The Public Trust, while being a 127 year old player, has hardly been seen as one of the big innovators in the financial services industry in the past decade or so.

Sunday, March 12th 2000, 12:00AM

by Philip Macalister

The Public Trust, while being a 127 year old player, has hardly been seen as one of the big innovators in the financial services industry in the past decade or so.

 

Part of this image can be traced right back to its beginnings in 1873 when it was established to provide trustee services for people who could not afford legal services.

The office is now trying to shake off its image as an organisation staffed by a bunch of cardy wearing civil servants and project itself as a 21st century organisation.

Part of this process involves telling people it is technologically advanced and that it is a leader in some product areas.

An added bonus to this rebirth is the highly supportive attitude of the new Government to the business. One of the PTO's senior executives recently said that comments made by the new minister in charge, Jim Anderton, were the most positive he has ever heard from a Government about the office.

The previous National-led administration was proposing to split the PTO into a state-owned enterprise and a trustee company, and either transfer some of its miscellaneous statutory responsibilities to other agencies or throw them open to competition.

Anderton says he wants to foster the PTO's growth, and keep it as a publicly owned asset. "The era of privatisation is over," he says. "The time is gone when the Government is going to sit back and run publicly-owned companies into the ground so that they can be closed or sold."

Anderton acknowledges the office is disadvantaged by some of the 89 Acts of Parliament which impact on its operations and he is supportive of making changes that will put the PTO on an equal footing with its competitors.

What is the PTO trying to tell us?
-A key message Public Trustee David Hutton is trying to promote is that the office is technologically advanced.

While this is not something customers see, it is, he believes a big plus for the organisation.

Its key competitive strengths are in the areas of will writing, trusts and estate administration.

Hutton says the PTO has about 20 per cent of the will writing market and it wants to grow that by about five percent over the next few years on the back of a recently launched marketing campaign.

He says the PTO was the first in the world to launch plain English wills. However, one of the problems the office faces in this area is that it handed this "technology" to its competitors, the Law Society, in much the same way New Zealand horticulturists gave their kiwifruit to the rest of the world.

Recently, the PTO has taken will writing to a new level - a level which it thinks is far ahead of anyone else. What it has done is automated the process and developed a software package for will writing.

Again this it thought to be a first in the world. This time though the PTO isn't going to hand the product to its competitors on a plate.

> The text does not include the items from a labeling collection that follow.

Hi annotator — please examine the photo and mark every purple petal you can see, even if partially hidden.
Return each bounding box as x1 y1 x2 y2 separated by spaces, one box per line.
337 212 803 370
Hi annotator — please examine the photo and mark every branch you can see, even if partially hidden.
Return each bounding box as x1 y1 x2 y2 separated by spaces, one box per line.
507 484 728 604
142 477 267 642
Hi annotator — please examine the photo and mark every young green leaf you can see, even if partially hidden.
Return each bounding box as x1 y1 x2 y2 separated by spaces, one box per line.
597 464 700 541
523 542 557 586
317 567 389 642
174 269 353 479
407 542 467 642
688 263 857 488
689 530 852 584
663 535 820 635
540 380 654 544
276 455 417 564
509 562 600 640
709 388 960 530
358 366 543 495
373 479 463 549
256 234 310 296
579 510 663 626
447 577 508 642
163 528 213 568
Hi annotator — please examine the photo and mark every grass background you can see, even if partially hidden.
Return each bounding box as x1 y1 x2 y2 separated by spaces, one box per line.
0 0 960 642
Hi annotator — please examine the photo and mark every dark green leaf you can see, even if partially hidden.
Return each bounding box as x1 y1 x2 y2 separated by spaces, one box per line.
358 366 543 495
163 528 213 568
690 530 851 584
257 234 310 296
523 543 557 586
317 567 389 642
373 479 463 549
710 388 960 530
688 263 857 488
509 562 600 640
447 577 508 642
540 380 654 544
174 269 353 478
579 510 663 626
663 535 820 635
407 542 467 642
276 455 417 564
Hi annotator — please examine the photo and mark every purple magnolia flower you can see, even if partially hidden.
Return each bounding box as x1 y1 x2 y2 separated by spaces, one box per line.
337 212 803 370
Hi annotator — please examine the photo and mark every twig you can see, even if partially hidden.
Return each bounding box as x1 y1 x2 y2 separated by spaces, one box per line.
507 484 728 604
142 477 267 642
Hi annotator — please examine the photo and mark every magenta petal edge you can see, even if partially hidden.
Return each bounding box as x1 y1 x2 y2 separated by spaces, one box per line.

Hutton says when final testing is completed the product will be rolled out amongst its offices and on the Internet. There is even a possibility it could be used in offshore markets such as Australia.

The PTO's current strategy is to use its will writing service as a loss leader (by law it's not allowed to charge for the service) and build up its client base. Once that's done it can cross-sell other products such as term life, mortgages, investments (including its newly launched term deposits) and trusts to the enlarged client base.

While the office has 350,000 customers it says it hasn't been that good at attracting new ones.

What it's been good at is retaining customers, especially through the generations.

Currently the PTO has about $2 billion worth of personal trust business under management, and about half of that is in managed funds.

Sales and marketing general manager Trevor Hockley says the PTO would like to, in time, get its products "on the shopping list" of independent advisers. If it is successful in doing that it can look at broadening its distribution beyond its current 42 branch network.